Il pensiero ‘mediterraneo’ di Aldo Moro
L’interessante seminario organizzato dal Centro di Cultura ‘G. Lazzati’ in collaborazione con il Dipartimento jonico in sistemi giuridici ed economici del Mediterraneo e la Camera di Commercio di Brindisi-Taranto
A Taranto, dove Aldo Moro ha vissuto gli anni della sua formazione giovanile, il Centro di Cultura ‘G. Lazzati’ in collaborazione con il Dipartimento Ionico in sistemi giuridici ed economici del Mediterraneo società, ambiente culture e la Camera di Commercio Brindisi-Taranto, ha proposto il 9 maggio un interessante seminario – a cui hanno partecipato gli studenti del liceo classico Archita – che ha messo in luce la contemporaneità del pensiero dello statista in politica estera rispetto al Mediterraneo, luogo di confronto, dialogo e rinascita.
A quarantasei anni dalla scomparsa di questo grande protagonista della politica italiana, il Comitato organizzatore ha voluto andare al di là della cronaca dei suoi ultimi 55 giorni per riproporre alcuni passaggi del suo pensiero in quel periodo (dal 1969 al 1974) non breve in cui fu Ministro degli Esteri distinguendosi, oltre che per la risoluzione di contenziosi internazionali rimasti aperti tra l’Italia e Paesi come la Jugoslavia o l’Etiopia, per l’impegno nel processo di integrazione europea. Come ha sottolineato l’on. Gilberto Bonalumi – sottosegretario agli Esteri per diversi anni, per Moro non c’era differenza fra Europa e Mediterraneo, perché la sua visione etica lo costringeva a superare le barriere e a considerare lo sviluppo dei popoli l’unica strada per la pace. Era la visione della “Populorum progressio” di Santo Paolo VI con cui Aldo Moro aveva una consuetudine di rapporti. Una visione che si ritrova leggendo il Manifesto dal Mediterraneo.

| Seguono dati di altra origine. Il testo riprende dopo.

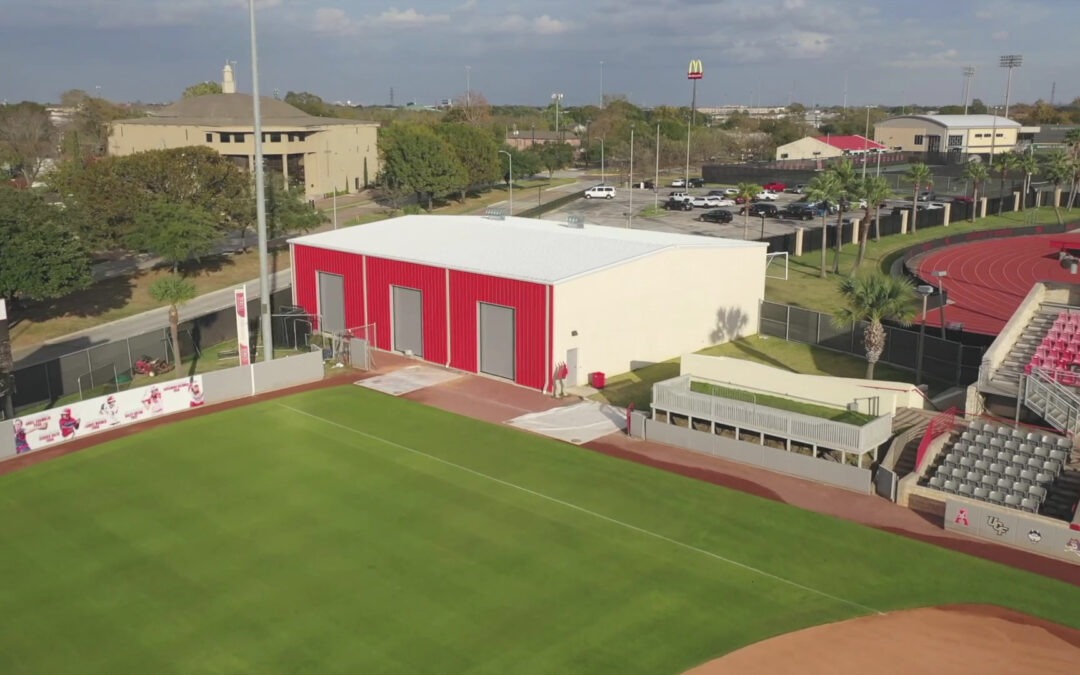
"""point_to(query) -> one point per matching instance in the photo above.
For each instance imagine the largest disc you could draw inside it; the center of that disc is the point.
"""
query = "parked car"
(678, 204)
(601, 191)
(716, 216)
(800, 212)
(761, 208)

Il prof. Antonio Bergamo, docente all’Istituto di Scienze religiose di Lecce, ha partecipato alla stesura del Manifesto di Marsiglia del 2023. Un cantiere aperto che parte da una prospettiva teologica e si pone nella scia dei due appuntamenti di Bari e Firenze voluti dalla Cei nel 2020 e nel 2022. Il documento parla di cittadinanza e giustizia sociale e della «necessità di una gestione non disumana e saggia dei flussi migratori, che non usi le migrazioni come pedina nella scacchiera della geopolitica internazionale». Nella complessità del mondo contemporaneo, ha detto Bergamo, il Mediterraneo si pone come luogo fecondato dalle differenze per una identità plurale. Essere per l’altro è la cifra alla radice di uno stile mediterraneo in cui la prossimità, l’ascolto e l’accettazione della diversità diventano la matrice di quella convivialità delle differenze di cui è stato maestro don Tonino Bello.
Negli interventi dei professori Stefanì e Vinci dell’Università di Bari si è colta tutta l’importanza di riprendere una ricognizione sul pensiero di Aldo Moro, che guardava al Mediterraneo in una dimensione dialogica, partendo dalla sua visione teologica e politica, fra tensione morale e pragmatismo. Quella visione la ritroviamo nel Manifesto di Marsiglia in cui il dialogo si dischiude in uno spazio terzo che è generativo di un pensiero trinitario della realtà.
Da qui vogliono ripartire gli organizzatori di questo seminario con un convegno internazionale, già previsto per il prossimo settembre, nella continuità di un impegno scientifico che vede in prima linea il Centro di cultura Lazzati ed il Dipartimento jonico dell’Università di Bari. “È importante superare la cultura dell’emergenza ed aprirsi a quella del rischio che ogni confronto, dialogo, abbraccio, porta con sé”, ha concluso il presidente del Centro di cultura Domenico Maria Amalfitano, “questa è la grande sfida culturale di nuova generatività che parte da Taranto, recuperando impegni del passato per un futuro inedito ma non senza radice”.